Als ich anfing, auf Bühnen vorzulesen, war diese Form der Textdarbietung noch nicht erfunden. Ich gehöre zur „lost generation“: zu jung für „Social Beat“, zu alt für „Poetry Slam“. Was nicht heißt, dass man es nicht trotzdem mal versuchen könnte. Ich ging also beim nächsten Slam ins Kulturzentrum meines Vertrauens und ließ mich auf die Liste setzen. Als ich den Backstagebereich betrat, schauten mich alle an, als wäre ich der Rektor, der in den Schülervertretungsraum platzt, um zu kontrollieren, ob da heimlich geraucht wird.
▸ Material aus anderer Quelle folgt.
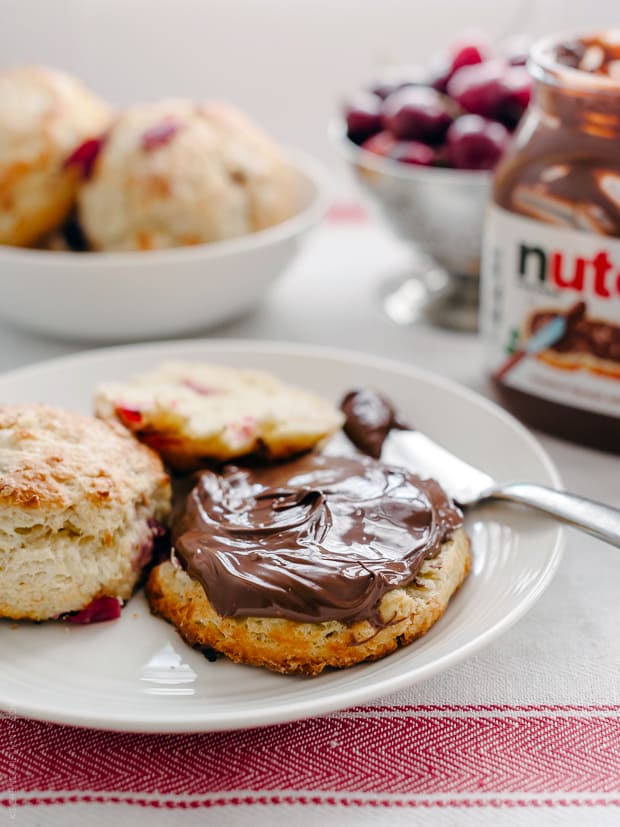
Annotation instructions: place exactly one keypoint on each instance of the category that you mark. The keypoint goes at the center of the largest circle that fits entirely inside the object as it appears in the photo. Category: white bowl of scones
(157, 220)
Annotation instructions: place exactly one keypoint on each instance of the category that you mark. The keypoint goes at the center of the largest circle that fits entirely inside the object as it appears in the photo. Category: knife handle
(602, 521)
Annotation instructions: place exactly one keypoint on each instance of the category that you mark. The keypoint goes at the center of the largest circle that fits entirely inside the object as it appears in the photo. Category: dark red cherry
(413, 152)
(476, 143)
(363, 116)
(417, 113)
(380, 144)
(478, 88)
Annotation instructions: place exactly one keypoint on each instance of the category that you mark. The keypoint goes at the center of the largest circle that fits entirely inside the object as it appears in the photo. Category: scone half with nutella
(81, 502)
(321, 562)
(194, 413)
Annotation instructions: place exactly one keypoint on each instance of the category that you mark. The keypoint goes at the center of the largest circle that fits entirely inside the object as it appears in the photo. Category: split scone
(193, 413)
(321, 562)
(45, 115)
(177, 173)
(81, 502)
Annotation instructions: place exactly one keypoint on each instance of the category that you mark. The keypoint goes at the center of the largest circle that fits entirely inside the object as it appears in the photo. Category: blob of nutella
(320, 538)
(550, 289)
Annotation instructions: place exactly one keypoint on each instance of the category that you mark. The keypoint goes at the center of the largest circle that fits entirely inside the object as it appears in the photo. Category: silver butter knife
(468, 485)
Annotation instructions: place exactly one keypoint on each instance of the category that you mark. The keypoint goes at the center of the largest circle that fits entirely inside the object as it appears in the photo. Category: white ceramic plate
(136, 674)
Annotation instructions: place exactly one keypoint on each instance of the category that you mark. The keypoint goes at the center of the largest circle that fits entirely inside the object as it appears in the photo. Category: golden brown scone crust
(177, 173)
(76, 498)
(308, 648)
(44, 116)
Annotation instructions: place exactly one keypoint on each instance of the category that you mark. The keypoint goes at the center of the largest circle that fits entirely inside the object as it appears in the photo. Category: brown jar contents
(552, 244)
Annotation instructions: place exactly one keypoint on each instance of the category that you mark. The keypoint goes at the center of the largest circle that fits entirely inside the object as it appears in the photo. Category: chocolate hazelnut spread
(552, 243)
(321, 538)
(369, 419)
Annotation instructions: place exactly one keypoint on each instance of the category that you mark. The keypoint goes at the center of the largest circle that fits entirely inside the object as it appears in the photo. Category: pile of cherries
(458, 113)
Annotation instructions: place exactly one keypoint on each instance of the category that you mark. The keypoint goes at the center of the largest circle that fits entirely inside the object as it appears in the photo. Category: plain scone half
(192, 413)
(81, 501)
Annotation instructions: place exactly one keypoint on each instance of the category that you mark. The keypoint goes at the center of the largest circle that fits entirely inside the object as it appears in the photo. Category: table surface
(527, 732)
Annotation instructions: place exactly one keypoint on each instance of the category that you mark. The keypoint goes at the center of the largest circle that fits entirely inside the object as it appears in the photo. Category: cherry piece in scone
(363, 116)
(160, 134)
(417, 114)
(99, 610)
(84, 156)
(413, 152)
(475, 142)
(380, 144)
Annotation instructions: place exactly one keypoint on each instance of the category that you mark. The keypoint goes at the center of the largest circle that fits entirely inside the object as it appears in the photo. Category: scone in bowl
(124, 296)
(439, 210)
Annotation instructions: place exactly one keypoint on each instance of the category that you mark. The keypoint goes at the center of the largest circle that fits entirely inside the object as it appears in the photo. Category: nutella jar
(550, 289)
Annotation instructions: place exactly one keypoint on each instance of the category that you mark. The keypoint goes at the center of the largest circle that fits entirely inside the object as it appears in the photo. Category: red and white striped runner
(433, 756)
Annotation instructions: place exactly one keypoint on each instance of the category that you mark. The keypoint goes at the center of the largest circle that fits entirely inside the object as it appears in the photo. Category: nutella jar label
(550, 311)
Ich sagte: „Hi, ich bin Hartmut, ich lese heute auch.“ Die Gesichter entspannten sich. Die Gespräche wurden fortgesetzt. Mit mir redete zunächst niemand. Vermutlich hatten sie Angst, ich würde Sütterlin oder Fraktur sprechen. Irgendwann erbarmte sich eine junge Frau und thematisierte meine „Vintage-Freitag-Tasche“: „Die ist doch bestimmt 20 Jahre alt.“
Nach meinem Empfinden hatte ich sie mir vorgestern gekauft. Bei einem Baselbesuch. Dann fiel mir ein, dass der Grund für den Besuch eine Lesung gewesen war, zu der mich mein Freund Mazze, damals Dramaturg am dortigen Theater, eingeladen hatte. Es musste also 2002 oder 2003 gewesen sein. „Wenn du die mal verkaufen willst …!“ – „Klar, dann sag ich Bescheid!“
Schüchtern verriet ich, dass dies mein erster Slam war. Finn, Anfang zwanzig, sprach mir Mut zu: „Ey, ich war neulich bei einem Slam in Osnabrück, da war einer, der war bestimmt siebzig oder so. Ich find das super cool, wenn man das in dem Alter noch probiert.“
Finn zeigte auf die Blätter in meiner Hand: „Eigentlich isses besser, wenn man die Texte auswendig macht. Da ist man freier.“ – „Klar“, sagte ich und beschloss, meine Rolle als debütierender Senioren-Slammer noch auszubauen: „Aber weißte, das Gedächtnis …“ – „Verstehe“, antwortete Finn, „vorlesen geht natürlich auch.“ Er gab mir dann noch ein paar Tipps für meine Performance und wie man mit dem Publikum umgeht. Schließlich war er schon eineinhalb Jahre im Business. Ich bedankte mich, ging auf die Bühne und las, wie ich es seit 30 Jahren tue.
Ich wurde Vorletzter. Ich hätte mal lieber auf Finn – den souveränen Sieger des Abends – hören sollen.